When the Soviet Union fell and Siberian data collectors stopped
being paid, did they continue to maintain the shelters? In the
oceans, sometimes data collectors take the temperature of water
drawn in a bucket over the side of a ship. Other times they
put their thermometers in the water that enters the ship’s engine
intakes. Such inconsistent practices may have something to do
with why observations show a warming at the North Pole but not
at the South, while some areas even seem to be cooling. The
overall warming trend of 0.6 degrees centigrade in the past
100 years is just discernible above these messy readings. 'The
observations are not great, but there’s a consistency in the
trend,' Lindzen[11] says."
[12]
Add all this uncertainty to
the crude state of climate modeling, and you have no hope for
any proper scientific foundation for the predictions of catastrophic
global warming due to human activity. More about climate simulations
in "Part 5: Warming - Human Influence, Simulations, & Uncertainty."
Natural Climate Warming
As described in Part 3: "there
are a host of known natural influences on climate whose effects
dwarf those of human origin. This section will concentrate on
what seems to be emerging as a powerful and convincing explanation
of underlying short-term variability (spanning decades or centuries)
in global average temperature - Solar Variability
Solar Variability
While our sun seems to us a fairly
benign star, recent studies have shown our closest star is far
from a model of perfect stability. "In half a billion years,
more or less, rising solar heat will transform global warming
into planetary purgatory. Earth will be simply too hot to sustain
human life."[13] But it isn't
necessary to wait 500 million years to experience the affects
of solar variability. Such variability has apparently characterized
our sun during its earth's entire existence. Recent data confirm
the solar/climate linkage:
"One
major natural component in changing the climate is -- not surprisingly
-- the sun. New findings, based on satellite measurements, suggest
that heat emanating from the sun to the earth changes significantly
on time scales of decades to centuries. NASA satellites have
uncovered the fact that the sun's changing magnetism over the
course of its sunspot cycle is accompanied by a change in total
energy output.
"This may be
the simple explanation for temperature change on earth:
The amount of energy reaching us increases or decreases as
the sun brightens and fades. And the change in solar magnetism,
or total energy output, is highly correlated with changes
in the temperature of the Northern Hemisphere going back 240
years (records of the entire earth over this period are not
accurate enough to study). The sun is today as magnetically
active as it has been in 400 years of direct telescope observations.

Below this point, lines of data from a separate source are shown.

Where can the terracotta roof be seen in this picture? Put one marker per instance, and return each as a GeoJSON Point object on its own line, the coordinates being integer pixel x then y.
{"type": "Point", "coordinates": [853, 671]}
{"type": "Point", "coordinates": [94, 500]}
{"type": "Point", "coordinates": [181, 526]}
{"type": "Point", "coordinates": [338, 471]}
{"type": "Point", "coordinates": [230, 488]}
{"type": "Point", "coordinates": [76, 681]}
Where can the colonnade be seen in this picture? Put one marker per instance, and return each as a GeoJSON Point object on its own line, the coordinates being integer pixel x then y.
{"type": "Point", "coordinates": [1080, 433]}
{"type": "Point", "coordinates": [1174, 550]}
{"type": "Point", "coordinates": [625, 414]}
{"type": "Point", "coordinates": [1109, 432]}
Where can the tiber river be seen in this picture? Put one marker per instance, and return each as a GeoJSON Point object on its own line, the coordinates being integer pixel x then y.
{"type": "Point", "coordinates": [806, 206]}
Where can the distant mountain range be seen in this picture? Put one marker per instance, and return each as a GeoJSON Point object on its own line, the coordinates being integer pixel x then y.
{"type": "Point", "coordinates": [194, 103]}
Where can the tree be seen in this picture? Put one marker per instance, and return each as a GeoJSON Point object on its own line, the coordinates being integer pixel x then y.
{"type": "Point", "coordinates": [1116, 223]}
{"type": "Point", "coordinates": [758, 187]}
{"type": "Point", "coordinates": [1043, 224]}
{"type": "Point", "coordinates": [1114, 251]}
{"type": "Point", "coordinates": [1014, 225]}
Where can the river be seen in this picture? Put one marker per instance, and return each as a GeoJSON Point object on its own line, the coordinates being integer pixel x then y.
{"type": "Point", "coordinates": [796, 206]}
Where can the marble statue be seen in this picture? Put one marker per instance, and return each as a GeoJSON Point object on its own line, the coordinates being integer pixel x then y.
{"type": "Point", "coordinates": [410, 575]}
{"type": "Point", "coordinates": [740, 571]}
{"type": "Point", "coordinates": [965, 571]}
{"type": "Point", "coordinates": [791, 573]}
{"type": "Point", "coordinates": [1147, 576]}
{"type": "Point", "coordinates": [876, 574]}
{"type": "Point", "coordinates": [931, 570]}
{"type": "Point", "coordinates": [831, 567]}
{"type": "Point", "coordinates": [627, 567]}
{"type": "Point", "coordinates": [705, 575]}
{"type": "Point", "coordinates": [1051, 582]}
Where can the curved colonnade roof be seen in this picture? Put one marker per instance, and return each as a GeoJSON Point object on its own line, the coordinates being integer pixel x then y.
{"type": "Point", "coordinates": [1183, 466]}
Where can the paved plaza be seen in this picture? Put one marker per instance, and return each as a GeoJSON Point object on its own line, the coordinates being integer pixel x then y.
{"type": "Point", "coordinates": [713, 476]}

In other words, the mystery of global warming may have a simple
solution -- it's the sun that's heating the earth, with its
heat rising and falling in fairly regular cycles. If so, there's
nothing humans can do about it.
"The temperature
records of the Medieval Warm Period and the Little Ice Age
are not precise, but the larger trends of those centuries
are clear. The pattern of widespread warming followed by strong
cooling also tracks the measured changes in the sun's magnetism.
That information is captured in tree ring measurements of
radiocarbon, whose formation in the upper air by cosmic rays
-- fast moving particles from the galaxy -- is modulated by
the swings in the sun's magnetism. That record reveals that
the sun's activity waned at the onset of the Little Ice Age,
then recovered to its current energetic state."[14]